It’s a funny thing, but despite my former involvement with a supposed-lover-of-the-outdoors – the erstwhile Yummy Politician (since downgraded to the NSYP – and, in case you ask, NS stands for ‘not so’). But, as I was saying until I made my own sentence too convoluted to continue, before today I had never partaken in that popular Cape Town lunch arrangement: The Picnic on The Company Garden Lawns.
In fact, it was The Blind Date who suggested this lunch. He offered to bring food if I would bring a blanket. I felt this was fair and courteously checked that he didn’t have a fear of squirrels. So at 1pm precisely today, I sashayed gaily down the stairs with my blanket to meet The Blind Date, who had driven all the way from Hout Bay with homemade Haloumi and Avo wraps and some grapes.
We proceeded in a slightly awkward Blind Datish way to The Company Gardens, where I found a place close to some shade and spread the blanket in the full sun. “Oh look, a rat,” observed The Blind Date, with admirable sangfroid, as an average-sized foot-long specimen rooted endearingly in a neighbouring flower bed.
About three minutes after we were seated and had set out the food, I decided to move the blanket into the shade. We sat down again, possibly not as neatly as before. The Blind Date produced the wraps and I unwrapped mine at the wrong end, which he pointed out politely. I sat waiting for him to start his in case there were further specialized wrap-eating procedures I needed to observe.
I think it was at this point that the first beggar arrived. He didn’t ask for money (nobody ever does these days – I think it’s passé in Cape Town mendicant circles), so we gave him the grapes. They were nice grapes, but it was also nice to share our lunch with someone, even if we hadn’t actually invited him.
It turned out that although The Blind Date has no fear of squirrels, he does abhor pigeons and seagulls, which are even more plentiful in The Company Gardens. Shortly after The Blind Date had thrown his wrap wrapper at a seagull (don’t worry, he picked it up again afterwards – the wrapper, not the seagull), the second beggar arrived. But we had given the grapes away and eaten the wraps. We explained this. The beggar nodded understandingly and left.
Minutes later, we had another visitor.

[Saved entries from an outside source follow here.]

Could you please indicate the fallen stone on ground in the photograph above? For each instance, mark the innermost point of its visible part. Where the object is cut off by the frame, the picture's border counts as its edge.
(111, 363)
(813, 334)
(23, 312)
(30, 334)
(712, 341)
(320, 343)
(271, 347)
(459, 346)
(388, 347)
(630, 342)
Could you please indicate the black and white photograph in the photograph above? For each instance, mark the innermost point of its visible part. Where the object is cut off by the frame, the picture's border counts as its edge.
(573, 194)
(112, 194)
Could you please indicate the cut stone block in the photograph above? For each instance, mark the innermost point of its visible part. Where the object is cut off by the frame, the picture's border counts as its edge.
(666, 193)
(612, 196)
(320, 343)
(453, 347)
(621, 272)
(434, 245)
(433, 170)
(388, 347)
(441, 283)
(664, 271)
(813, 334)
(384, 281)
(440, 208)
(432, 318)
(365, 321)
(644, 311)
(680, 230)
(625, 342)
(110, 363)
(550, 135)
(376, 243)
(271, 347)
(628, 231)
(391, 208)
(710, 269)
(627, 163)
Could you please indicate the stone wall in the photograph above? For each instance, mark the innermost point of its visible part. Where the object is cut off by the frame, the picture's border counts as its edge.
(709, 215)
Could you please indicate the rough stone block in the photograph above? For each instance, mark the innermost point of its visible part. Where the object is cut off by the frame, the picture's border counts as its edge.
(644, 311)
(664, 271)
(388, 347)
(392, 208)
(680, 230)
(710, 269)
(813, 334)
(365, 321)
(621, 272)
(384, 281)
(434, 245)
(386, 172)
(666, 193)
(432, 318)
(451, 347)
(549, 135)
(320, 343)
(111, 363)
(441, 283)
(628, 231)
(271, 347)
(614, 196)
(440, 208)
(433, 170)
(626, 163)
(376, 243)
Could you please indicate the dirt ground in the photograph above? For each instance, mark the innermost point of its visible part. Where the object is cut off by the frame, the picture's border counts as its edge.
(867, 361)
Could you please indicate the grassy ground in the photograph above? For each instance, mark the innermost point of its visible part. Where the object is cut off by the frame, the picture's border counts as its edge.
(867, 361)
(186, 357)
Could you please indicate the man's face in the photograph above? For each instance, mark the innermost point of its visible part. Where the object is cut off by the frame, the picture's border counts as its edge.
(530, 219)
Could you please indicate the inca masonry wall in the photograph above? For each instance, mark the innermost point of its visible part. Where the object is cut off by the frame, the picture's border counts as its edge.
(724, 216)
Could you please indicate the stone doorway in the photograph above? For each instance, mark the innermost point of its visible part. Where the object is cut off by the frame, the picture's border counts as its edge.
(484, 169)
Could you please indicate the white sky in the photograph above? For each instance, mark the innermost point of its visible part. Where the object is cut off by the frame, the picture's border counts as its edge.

Keenly, we perceived he wasn’t a beggar (possibly because of his barcoded truncheon, black-and-white uniform and fluorescent vest with the official city acronym emblazoned on it).
Apparently The Blind Date had attempted to relax a little too much in my company. He was leaning on his elbows on the blanket, legs stretched out in the sun. Truncheon Man brandished his weapon in what he probably hoped was an official manner, but only succeeded in looking uncomfortable.
“You can’t lie down here,” he said, automaton-like.
“Sorry, what?” we both said.
“You,” he said to The Blind Date. “You can’t lie down like that. You must sit up. It’s the rules.”
It’s true. After several gobsmacked moments, we established that no person may lie down on the Company Gardens Lawns, or even sit in a vaguely reclining manner at any time of day. We could not establish why this might be. Truncheon Man just said it was so.
So, dear readers, once more I find myself in a position to give you invaluable culinary advice: If you lie down on a picnic in The Company Gardens today, you’re in for a bit of a surprise.
Observant readers of this blog will notice that, once again, I’ve skipped a lunch. I really, really promise to write up Lunch #15 “Tibs with The Woman With No Face, The Great Dane and The Glamother” at least before, well… June.